Valedan kai di’Leonne had come up to the line drawn across the grass with fine, white powder. He bowed, courteously and with obvious grace, to the adjudicator who bid him wait. All this they could see clearly.
And this is the boy who is worth such a war?
“The brawl with Anton’s boy was costly,” Baredan said, as if it needed saying. “But they watch each other now.”
“They watched each other,” Ramiro replied, “because that ‘boy’ has at least one broken rib; he will wait out the wrestling, but will ride and fight. If he cannot take the crown for himself, he will make certain that the kai Leonne cannot claim it either.”
Silence.
Valedan stood as the adjudicator rang the heavy, perfect bell. He drew his arm back, his shoulder stretching in the sunlight, his skin exposed a moment from beneath the white tunic. No armor here, nor any need of it. Not in the North.
There were three throws allowed with the spear. Two were for targets, and one for distance. The sun was in the wrong place for the former; for the latter, it mattered less. The kai Leonne lifted his hand to shield his eyes from sunlight. He stood a moment—a long, tense moment, and then he let the spear fly.
They granted him silence.
The rest of the crowd did not. At least in this, there was no difference between the North and the South.
“My eyes are not equal to yours,” Ramiro said, lying baldly. “How did the spear fly?”
“Who cares? It’s the landing that counts,” the General said. “And he’s hit the target faster, and more accurately, than any before him.”
“Good.” The Tyr smiled. “But I confess I do not understand why the measure of strength is the last test, not the first.”
“In the North,” a third voice said, “we value control over raw power.”
Both men turned to face the Princess, Mirialyn ACormaris. She smiled, the smile reminiscent in many ways of Alina’s.
The Tyr’agnate shrugged. “At least you acknowledge that raw power has its value.”
“Yes,” she said. “In this world, at this time, there is no choice but to acknowledge that fact.” Then she bowed, respectfully, to the Tyr’agnate. “I must deprive you a moment of your companion.”
“Oh?”
Her gaze lingered a moment over his unadorned ring finger. “I beg your indulgence and your understanding,” she said, “but it is a matter Southern, and it is to be resolved in the arena and beyond; you have chosen not to venture there. General Ba
redan?”
He nodded.
Followed.
Ramiro di’Callesta cursed, but inwardly. He could not trust himself to Northern magics.
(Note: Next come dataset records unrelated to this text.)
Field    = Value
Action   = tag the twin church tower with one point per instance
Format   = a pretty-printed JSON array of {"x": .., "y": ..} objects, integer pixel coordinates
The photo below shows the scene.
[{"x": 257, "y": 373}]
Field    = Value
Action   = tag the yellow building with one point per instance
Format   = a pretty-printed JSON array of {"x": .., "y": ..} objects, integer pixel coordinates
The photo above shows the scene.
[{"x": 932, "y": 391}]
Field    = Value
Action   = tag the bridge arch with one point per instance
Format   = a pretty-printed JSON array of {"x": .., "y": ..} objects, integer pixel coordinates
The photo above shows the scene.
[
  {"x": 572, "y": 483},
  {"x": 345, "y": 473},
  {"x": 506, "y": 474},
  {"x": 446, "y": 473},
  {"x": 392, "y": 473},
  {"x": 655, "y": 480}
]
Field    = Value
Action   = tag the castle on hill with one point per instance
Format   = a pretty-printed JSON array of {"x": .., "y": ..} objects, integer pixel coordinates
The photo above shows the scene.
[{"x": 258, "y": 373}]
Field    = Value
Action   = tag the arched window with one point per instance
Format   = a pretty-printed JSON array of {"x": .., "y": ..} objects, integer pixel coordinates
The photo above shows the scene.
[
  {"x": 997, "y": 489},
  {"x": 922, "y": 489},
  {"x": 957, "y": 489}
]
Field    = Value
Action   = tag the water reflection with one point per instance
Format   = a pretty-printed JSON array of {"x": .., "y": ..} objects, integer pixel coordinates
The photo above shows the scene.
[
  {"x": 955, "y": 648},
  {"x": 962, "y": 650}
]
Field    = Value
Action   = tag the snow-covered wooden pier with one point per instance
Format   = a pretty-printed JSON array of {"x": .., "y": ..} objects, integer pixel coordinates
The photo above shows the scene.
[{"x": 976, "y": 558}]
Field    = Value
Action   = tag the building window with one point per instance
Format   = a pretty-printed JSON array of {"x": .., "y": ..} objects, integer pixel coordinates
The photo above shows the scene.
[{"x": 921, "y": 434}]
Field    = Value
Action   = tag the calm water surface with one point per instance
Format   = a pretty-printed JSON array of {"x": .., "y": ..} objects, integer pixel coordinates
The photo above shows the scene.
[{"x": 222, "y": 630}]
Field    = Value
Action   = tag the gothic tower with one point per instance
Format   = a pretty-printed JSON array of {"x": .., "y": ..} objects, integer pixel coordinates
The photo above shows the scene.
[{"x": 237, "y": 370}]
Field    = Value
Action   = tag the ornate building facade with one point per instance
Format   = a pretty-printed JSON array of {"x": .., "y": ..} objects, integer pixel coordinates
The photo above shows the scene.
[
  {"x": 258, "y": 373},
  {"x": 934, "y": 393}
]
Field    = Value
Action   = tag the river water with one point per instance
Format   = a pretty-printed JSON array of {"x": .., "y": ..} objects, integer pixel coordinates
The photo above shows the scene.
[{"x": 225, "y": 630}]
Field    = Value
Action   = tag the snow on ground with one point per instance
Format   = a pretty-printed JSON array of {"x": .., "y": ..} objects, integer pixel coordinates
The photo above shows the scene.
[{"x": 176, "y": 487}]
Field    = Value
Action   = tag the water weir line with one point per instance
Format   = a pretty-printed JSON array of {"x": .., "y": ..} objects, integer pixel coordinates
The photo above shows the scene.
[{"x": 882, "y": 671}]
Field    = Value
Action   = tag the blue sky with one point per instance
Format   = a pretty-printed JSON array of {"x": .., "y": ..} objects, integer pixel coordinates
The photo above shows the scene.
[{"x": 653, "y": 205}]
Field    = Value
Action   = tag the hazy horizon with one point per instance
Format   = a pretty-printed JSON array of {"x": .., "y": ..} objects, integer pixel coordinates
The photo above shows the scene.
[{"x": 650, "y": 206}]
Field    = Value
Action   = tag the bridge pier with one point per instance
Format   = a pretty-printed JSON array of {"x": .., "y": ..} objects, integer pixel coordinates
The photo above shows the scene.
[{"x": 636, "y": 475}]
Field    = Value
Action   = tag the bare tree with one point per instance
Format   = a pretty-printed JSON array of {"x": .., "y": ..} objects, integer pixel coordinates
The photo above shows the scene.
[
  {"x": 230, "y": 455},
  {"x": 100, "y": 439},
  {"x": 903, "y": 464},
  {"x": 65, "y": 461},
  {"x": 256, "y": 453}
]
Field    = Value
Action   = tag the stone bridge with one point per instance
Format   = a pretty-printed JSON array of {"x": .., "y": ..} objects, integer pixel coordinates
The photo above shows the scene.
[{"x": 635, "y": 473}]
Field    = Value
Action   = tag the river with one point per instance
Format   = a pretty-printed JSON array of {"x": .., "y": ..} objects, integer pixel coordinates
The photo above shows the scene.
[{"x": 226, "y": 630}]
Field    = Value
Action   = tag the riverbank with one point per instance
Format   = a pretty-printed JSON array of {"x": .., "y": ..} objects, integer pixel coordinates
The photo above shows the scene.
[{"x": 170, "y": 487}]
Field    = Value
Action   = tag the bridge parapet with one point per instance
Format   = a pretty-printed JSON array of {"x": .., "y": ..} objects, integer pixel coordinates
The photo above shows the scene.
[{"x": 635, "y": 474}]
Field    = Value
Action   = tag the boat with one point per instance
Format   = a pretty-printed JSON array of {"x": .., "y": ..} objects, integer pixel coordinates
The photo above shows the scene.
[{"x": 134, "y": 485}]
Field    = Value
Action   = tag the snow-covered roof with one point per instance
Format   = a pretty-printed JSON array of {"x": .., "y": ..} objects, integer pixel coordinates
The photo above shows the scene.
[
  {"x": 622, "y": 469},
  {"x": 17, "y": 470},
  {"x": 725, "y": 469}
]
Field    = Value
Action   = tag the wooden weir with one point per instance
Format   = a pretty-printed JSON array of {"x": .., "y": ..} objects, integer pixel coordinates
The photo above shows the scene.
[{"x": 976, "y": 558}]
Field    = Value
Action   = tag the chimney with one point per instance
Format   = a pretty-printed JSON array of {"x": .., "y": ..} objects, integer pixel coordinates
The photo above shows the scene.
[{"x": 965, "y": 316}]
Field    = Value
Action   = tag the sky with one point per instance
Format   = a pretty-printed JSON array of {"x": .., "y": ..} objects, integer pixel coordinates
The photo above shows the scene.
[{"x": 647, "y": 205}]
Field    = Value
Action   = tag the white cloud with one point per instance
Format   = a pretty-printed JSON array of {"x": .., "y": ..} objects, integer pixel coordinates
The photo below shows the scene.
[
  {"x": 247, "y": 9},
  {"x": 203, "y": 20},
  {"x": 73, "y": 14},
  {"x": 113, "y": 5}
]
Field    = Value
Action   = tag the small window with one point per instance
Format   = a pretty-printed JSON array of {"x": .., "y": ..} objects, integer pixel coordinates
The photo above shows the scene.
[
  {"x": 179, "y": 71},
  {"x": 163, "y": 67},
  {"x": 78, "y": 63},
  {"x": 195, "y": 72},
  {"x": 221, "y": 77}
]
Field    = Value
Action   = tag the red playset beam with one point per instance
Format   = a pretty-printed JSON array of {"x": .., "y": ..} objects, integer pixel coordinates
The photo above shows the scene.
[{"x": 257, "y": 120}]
The Serra Alina was waiting for them, and at her feet was the body of a man dressed in the Southern style; armored, although the weather was poor for it. Unarmed, however. He wore no flashings, no colors to mark him, no crest that might attach to a clan—yet the value of the armor he wore was such that the clans were certainly involved.
She looked up when Mirialyn entered the enclosed room.
“Valedan did well,” the Princess said. “For the medium-range target, no one else has come close. I believe that Eneric will match—but not best—his throw.”
“Eneric?” Baredan said.
“The Northern favorite,” she said. “The man considered most likely to take the crown.”
“Ah. The man who won the River jump.”
“Yes.”
Alina, however, having received that much news, looked back to the body. “General,” she said, “I beg your indulgence in this.”
“This is a Northern affair,” the General replied, knowing well that she needed no indulgence of his, save for form’s sake—and knowing further that one did not withhold such indulgence from a woman of her reputation. “And you must, of course, feel free to interact in a method the Northerners find acceptable. I am not your brother, and not your husband; you are not my responsibility, Serra Alina, save in the way that all women in need of aid are.” And he knew that she would die before she required his aid, or the aid of any man. He bowed.
And she surprised him by bowing as well. “I am . . . less familiar with these things than I should be,” she said softly. “My training with the Lamberto clan is not the equal of the training other women of powerful families receive.
“But this man is one of the men who made their attack upon the Tyr’agar’s chosen witness. Or rather, he was.”
“What is he doing here?”
She was silent for a moment. When she spoke, she spoke as if there had been no hesitation. An honor, he realized, but only later. “I asked to see him.”